Yesterday afternoon the neighbor kid who is 7 years old (same age as my son) came over to play Skylanders. If you don’t know what Skylanders is, don’t worry. I don’t quite understand it either. From what I can tell, you purchase a Skylander character, put it on a base that is connected to a video game system, and the character comes to life in a virtual adventure world.
I was upstairs listening to the boys talk about how many lives and super powers each of their characters had. I know I shouldn’t do it, but I love eavesdropping on them. You just never know what kids are going to say. For example, I learned that the neighbor kid’s mom “has the hots” for the Skylander character Boomer. “She thinks he is so cute,” he said to my son.
I went downstairs to watch them play and the neighbor kid greeted me, “Hi, Isaac’s Mom. Do you remember when you got upset with the kid who lives in the house next to yours for calling me an asshole? Well, we’ve had more trouble with him. This weekend he called me a jackass.”
“What?!” my son asked.
“Yeah. He called me a jackass. So my dad said he can’t play in our yard any more.”

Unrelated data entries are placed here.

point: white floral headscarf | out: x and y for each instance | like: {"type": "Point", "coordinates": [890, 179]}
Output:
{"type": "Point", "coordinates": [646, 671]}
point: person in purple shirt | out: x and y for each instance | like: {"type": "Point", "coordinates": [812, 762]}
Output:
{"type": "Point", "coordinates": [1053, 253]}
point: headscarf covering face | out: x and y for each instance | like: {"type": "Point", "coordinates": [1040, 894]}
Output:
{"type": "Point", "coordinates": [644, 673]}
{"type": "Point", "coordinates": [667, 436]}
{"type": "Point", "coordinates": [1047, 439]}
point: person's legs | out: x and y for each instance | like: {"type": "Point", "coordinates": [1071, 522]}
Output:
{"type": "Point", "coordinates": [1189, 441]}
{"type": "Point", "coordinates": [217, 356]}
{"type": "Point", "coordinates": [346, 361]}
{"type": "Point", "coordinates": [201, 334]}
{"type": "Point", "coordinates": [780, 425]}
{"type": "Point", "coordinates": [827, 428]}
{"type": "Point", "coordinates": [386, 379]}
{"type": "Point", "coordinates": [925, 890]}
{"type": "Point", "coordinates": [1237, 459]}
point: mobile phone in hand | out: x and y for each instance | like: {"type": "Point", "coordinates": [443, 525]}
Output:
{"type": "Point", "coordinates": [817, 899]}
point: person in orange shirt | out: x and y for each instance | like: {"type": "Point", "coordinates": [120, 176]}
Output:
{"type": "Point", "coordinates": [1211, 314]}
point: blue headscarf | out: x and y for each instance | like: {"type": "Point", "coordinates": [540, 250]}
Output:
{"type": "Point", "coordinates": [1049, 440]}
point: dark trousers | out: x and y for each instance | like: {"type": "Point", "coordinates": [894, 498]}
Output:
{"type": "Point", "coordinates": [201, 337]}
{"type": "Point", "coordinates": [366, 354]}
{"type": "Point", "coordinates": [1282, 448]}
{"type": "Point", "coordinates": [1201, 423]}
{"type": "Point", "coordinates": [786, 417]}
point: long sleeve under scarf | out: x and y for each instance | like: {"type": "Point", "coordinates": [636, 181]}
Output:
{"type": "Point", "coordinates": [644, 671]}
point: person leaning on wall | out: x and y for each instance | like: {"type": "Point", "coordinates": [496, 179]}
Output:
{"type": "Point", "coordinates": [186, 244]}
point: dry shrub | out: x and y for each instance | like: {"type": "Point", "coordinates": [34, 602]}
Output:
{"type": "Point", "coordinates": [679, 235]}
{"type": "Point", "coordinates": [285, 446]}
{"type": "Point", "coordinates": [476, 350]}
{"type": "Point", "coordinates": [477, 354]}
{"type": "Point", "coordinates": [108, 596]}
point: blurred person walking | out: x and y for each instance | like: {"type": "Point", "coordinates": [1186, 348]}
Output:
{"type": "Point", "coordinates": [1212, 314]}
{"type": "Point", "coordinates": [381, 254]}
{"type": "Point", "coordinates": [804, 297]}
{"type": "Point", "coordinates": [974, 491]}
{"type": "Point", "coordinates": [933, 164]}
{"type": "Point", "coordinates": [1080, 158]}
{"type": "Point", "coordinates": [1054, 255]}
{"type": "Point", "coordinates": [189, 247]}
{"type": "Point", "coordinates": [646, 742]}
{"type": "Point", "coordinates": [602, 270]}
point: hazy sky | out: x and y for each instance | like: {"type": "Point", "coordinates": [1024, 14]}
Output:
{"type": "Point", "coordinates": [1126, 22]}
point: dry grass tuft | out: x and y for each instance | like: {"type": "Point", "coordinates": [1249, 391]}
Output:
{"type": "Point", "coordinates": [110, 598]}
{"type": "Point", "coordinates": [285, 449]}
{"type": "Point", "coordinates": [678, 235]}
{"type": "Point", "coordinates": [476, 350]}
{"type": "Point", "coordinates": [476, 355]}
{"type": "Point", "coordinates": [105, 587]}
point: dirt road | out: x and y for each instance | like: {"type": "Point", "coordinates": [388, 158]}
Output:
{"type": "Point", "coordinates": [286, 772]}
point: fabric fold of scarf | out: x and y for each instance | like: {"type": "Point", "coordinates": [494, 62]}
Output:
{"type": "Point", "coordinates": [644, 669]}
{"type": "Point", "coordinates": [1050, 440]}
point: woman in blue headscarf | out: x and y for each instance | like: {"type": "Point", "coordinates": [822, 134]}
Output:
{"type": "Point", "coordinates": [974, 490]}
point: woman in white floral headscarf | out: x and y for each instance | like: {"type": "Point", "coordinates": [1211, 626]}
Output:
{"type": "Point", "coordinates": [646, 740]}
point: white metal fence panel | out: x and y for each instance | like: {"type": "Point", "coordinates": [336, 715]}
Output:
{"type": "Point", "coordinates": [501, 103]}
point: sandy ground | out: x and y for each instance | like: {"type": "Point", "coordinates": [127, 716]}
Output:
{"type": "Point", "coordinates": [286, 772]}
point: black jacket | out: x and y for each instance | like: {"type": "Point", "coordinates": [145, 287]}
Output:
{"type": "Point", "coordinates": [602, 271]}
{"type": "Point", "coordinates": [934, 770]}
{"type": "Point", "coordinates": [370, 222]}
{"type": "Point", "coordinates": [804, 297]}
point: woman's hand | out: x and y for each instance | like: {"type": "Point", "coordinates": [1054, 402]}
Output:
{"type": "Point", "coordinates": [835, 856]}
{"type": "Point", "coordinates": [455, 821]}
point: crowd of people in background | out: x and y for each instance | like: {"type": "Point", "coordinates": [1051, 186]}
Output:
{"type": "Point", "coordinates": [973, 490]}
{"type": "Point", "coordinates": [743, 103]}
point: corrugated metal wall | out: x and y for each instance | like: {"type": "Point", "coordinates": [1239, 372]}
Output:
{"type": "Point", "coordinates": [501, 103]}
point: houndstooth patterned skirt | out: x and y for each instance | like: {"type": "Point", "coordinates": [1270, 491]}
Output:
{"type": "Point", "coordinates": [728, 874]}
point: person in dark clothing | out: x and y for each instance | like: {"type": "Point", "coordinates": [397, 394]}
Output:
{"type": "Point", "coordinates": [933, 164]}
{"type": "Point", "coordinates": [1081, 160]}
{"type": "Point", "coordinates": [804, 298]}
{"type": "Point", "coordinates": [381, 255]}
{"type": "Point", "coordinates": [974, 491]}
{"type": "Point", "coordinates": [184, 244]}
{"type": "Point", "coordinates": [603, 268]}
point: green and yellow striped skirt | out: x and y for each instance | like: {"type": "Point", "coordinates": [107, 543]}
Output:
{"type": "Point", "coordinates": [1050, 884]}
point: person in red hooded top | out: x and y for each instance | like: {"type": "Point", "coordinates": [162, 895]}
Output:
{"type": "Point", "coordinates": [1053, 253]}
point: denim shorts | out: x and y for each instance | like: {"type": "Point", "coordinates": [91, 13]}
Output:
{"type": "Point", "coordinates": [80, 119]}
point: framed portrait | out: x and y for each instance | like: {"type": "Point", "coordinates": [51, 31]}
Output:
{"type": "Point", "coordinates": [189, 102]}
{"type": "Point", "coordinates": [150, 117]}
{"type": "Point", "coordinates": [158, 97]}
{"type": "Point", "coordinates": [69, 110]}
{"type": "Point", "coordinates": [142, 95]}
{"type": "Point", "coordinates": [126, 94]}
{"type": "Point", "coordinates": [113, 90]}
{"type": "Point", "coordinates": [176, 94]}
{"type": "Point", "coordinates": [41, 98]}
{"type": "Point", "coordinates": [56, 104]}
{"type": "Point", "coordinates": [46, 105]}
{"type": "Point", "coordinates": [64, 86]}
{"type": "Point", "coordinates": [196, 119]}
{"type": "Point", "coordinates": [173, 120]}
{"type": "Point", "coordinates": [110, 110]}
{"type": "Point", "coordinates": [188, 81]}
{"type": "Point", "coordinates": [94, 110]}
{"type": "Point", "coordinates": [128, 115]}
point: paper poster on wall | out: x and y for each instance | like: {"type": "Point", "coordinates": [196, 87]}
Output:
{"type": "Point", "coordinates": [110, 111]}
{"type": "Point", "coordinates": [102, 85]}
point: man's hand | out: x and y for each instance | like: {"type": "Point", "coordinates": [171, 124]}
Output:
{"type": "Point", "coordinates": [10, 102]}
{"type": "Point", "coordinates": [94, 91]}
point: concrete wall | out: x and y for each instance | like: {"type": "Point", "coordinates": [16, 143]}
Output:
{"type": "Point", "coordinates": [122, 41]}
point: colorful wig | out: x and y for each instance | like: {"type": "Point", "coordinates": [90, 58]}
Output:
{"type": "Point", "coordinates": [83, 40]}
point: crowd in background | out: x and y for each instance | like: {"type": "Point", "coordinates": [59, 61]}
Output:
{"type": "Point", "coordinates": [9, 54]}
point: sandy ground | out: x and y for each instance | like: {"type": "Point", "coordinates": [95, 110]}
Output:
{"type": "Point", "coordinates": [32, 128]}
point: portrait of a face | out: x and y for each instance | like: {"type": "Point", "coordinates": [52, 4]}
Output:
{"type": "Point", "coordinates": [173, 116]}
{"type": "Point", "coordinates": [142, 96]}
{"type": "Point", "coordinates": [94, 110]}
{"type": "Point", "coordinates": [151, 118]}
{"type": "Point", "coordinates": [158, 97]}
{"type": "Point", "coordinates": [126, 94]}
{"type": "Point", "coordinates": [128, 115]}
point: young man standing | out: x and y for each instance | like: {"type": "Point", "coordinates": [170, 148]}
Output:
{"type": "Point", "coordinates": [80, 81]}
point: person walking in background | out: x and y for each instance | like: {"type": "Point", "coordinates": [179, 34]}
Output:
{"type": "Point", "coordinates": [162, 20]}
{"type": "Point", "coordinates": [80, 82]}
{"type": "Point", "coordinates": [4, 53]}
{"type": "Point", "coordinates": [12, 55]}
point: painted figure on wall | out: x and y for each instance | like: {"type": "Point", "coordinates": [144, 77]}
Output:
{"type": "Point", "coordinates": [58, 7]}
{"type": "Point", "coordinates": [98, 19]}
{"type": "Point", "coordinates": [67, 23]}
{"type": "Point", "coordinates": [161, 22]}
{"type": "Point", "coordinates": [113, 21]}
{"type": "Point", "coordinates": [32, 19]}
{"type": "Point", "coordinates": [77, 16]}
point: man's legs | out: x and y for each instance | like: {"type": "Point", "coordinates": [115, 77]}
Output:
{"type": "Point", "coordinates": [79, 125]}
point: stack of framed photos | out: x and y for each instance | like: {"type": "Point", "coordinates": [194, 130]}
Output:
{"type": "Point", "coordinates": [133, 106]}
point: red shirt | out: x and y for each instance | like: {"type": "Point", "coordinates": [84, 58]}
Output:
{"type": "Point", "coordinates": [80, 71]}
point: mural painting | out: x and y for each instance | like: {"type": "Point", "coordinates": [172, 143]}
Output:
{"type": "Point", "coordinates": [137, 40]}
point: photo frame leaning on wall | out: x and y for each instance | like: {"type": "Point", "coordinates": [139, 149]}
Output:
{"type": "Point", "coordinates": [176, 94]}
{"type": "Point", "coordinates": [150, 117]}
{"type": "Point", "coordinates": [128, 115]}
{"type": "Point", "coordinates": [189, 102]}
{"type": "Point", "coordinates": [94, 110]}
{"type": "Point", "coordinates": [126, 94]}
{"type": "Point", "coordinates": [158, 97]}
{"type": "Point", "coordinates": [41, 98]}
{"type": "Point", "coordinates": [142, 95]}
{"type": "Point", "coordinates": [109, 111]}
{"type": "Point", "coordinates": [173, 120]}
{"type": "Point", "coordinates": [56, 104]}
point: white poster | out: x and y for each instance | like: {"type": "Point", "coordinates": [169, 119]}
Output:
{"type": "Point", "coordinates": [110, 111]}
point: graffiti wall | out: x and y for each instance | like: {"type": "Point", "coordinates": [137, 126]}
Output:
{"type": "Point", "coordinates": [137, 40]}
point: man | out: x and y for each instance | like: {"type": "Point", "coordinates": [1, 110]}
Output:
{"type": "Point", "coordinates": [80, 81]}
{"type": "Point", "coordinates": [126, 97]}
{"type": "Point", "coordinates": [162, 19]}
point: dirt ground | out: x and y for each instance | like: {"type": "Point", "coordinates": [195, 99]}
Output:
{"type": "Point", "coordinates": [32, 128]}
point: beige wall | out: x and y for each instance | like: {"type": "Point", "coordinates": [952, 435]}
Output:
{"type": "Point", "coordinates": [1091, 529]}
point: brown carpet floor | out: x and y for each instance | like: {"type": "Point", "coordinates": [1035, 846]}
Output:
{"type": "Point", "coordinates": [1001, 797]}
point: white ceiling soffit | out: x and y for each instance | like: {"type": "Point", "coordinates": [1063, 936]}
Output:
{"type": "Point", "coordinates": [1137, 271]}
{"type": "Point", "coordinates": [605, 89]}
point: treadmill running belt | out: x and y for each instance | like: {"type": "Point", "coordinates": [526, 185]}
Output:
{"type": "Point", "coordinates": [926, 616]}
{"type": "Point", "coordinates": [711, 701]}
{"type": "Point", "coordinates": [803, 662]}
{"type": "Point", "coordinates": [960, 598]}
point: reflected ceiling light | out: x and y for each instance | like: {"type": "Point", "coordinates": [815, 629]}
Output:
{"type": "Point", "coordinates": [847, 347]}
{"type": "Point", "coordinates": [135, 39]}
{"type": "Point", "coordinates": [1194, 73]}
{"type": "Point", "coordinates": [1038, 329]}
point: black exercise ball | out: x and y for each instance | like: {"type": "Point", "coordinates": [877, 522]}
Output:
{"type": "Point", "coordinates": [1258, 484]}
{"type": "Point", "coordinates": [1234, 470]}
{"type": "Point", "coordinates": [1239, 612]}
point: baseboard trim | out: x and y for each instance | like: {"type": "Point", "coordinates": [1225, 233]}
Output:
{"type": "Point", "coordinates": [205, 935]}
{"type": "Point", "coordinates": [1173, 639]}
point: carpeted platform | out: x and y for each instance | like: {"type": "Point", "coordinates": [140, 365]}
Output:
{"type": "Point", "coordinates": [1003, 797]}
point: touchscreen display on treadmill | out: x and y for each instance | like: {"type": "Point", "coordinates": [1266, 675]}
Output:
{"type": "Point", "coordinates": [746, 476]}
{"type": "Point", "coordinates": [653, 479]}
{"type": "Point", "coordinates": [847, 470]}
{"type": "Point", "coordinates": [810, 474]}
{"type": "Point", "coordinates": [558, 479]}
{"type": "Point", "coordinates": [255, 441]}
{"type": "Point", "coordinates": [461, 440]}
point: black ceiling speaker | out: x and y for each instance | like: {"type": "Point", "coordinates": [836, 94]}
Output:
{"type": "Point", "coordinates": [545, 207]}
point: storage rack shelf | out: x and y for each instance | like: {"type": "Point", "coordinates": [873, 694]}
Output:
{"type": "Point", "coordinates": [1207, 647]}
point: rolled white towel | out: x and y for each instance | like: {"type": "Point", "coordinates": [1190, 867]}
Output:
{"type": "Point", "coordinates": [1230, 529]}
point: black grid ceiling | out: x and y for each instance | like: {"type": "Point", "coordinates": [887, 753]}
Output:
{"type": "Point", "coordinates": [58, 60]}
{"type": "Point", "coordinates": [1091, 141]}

“I can’t believe he said that to you!” my son said. They were caught up in the audacity of the 10-year-old’s behavior and forgot that I was there.
I went back upstairs and not much later I heard yelling, and then I heard the back door open, then shut, then open, and more yelling. My husband was in the middle of the commotion. “What is going on?” I asked him.
“The neighbor kid is trying to keep his nemesis out of his yard,” the hubs said.
I looked over and the neighbor kid was standing with his arms outstretched, acting as the filler for his fence, which is missing a section. “No! You cannot come in my yard! My dad said so!”
Then my son opens our back door and yells inside, “Dad, tell him he can’t come in our yard, either! I don’t want him over here.”
“You need to come in for dinner so no one is going to be in the backyard anyway,” the hubs said.
My son translated that to his version of what was said and loudly yelled to the 10-year-old, “My dad said you can’t come into our yard, either!” He softly added, “And, I have to go in for dinner anyway.”
There’s no telling how long the backyard stand-off would have lasted if the neighbor kid hadn’t been called inside. All I know is, the line has been drawn.